Von Hatzfeldt was secretary to the Prussian legation at Paris and, afterwards, from 1849 to 1859 Minister accredited to the Emperor Napoleon III. In 1856, he was at the Palace of Versailles and was a signatory to the Treaty of Paris which settled the Crimean War between the Russian Empire and an alliance of the Ottoman Empire, the British Empire, the Second French Empire and the Kingdom of Sardinia.

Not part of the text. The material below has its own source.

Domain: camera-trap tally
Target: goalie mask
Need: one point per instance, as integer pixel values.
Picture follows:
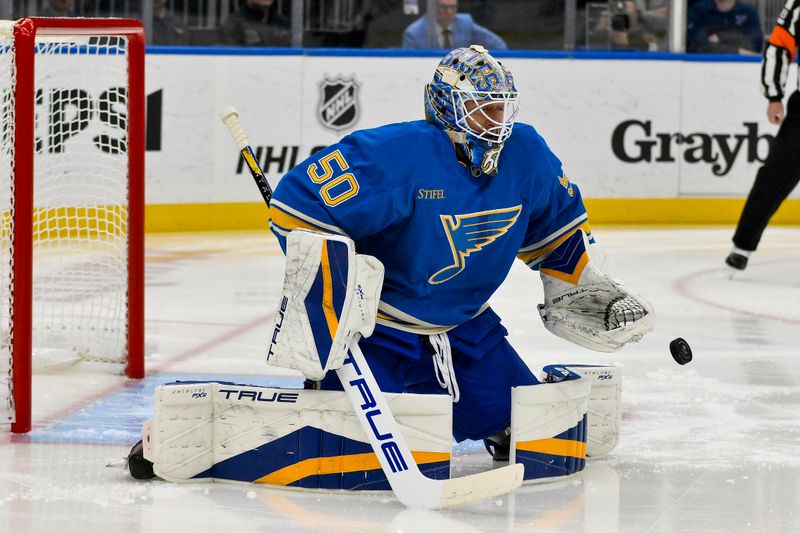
(472, 97)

He was awarded the Order of the Red Eagle, the Cross of Honour 1st Class of the Princely House Order of Hohenzollern, Knight First Class of the Order of the Zähringer Lion, Knight Grand Cross of the Order of St. Gregory the Great and Knight First Class of the Royal Order of Francis I. He was also a Grand Officer of the French Legion of Honour and a Knight of the Sovereign Military Order of Malta.

== Personal life ==
Hatzfeldt married on 20 June 1844 in Paris Mademoiselle Rachel Elisabeth Pauline de Castellane (Paris, 6 July 1823 – Berlin, 9 March 1895). Pauline was a daughter of Boniface de Castellane, Marshal of France, and Louise Cordélia Eucharis Greffulhe (sister of French banker and politician Jean-Henry-Louis Greffulhe). Her brother, Henri de Castellane, married Pauline de Talleyrand-Périgord.

Together, they were the parents of six children, three sons and three daughters, including:

- Franz Ludwig Hermann Karl (Paris, 13 February 1845 – 2 April 1884); who died unmarried.
- Hélène Boniface Pauline Luise (Paris, 11 July 1847 – Nice, 12 February 1931); who married Count Georg von Kanitz (1842–1922), aide de camp to Prince Friedrich Karl of Prussia. After divorcing in 1884, she remarried to Baron Arthur von Scholl (1847–1904).
- Melchior (Paris, 18 December 1848 – Münster, 1 January 1880); who married Baroness Mathilde von Gaugreben (1838–1910).
- Margarete (Paris, 23 April 1850 – Berlin, 16 July 1923); who married Baron Anton Saurma von der Jeltsch (1836–1900), Prussian diplomat.
- Louise (Paris, 7 January 1852 – San Remo, 3 March 1909); who married Count Bernhard von Welczeck (1844–1917).
- Bonifacius (Paris, 27 April 1854 – Münster, 31 October 1921); who married Princess Olga Manoukbey (1854–1920).

After his death, his widow remarried to Louis de Talleyrand-Périgord, duc de Valençay, 3rd duc de Talleyrand-Périgord. The duc de Valençay was the older brother of Pauline's brother Henri de Castellane's wife Pauline de Talleyrand-Périgord, and was the father of Boson de Talleyrand-Périgord from his first marriage to Anne Louise Charlotte de Montmorency.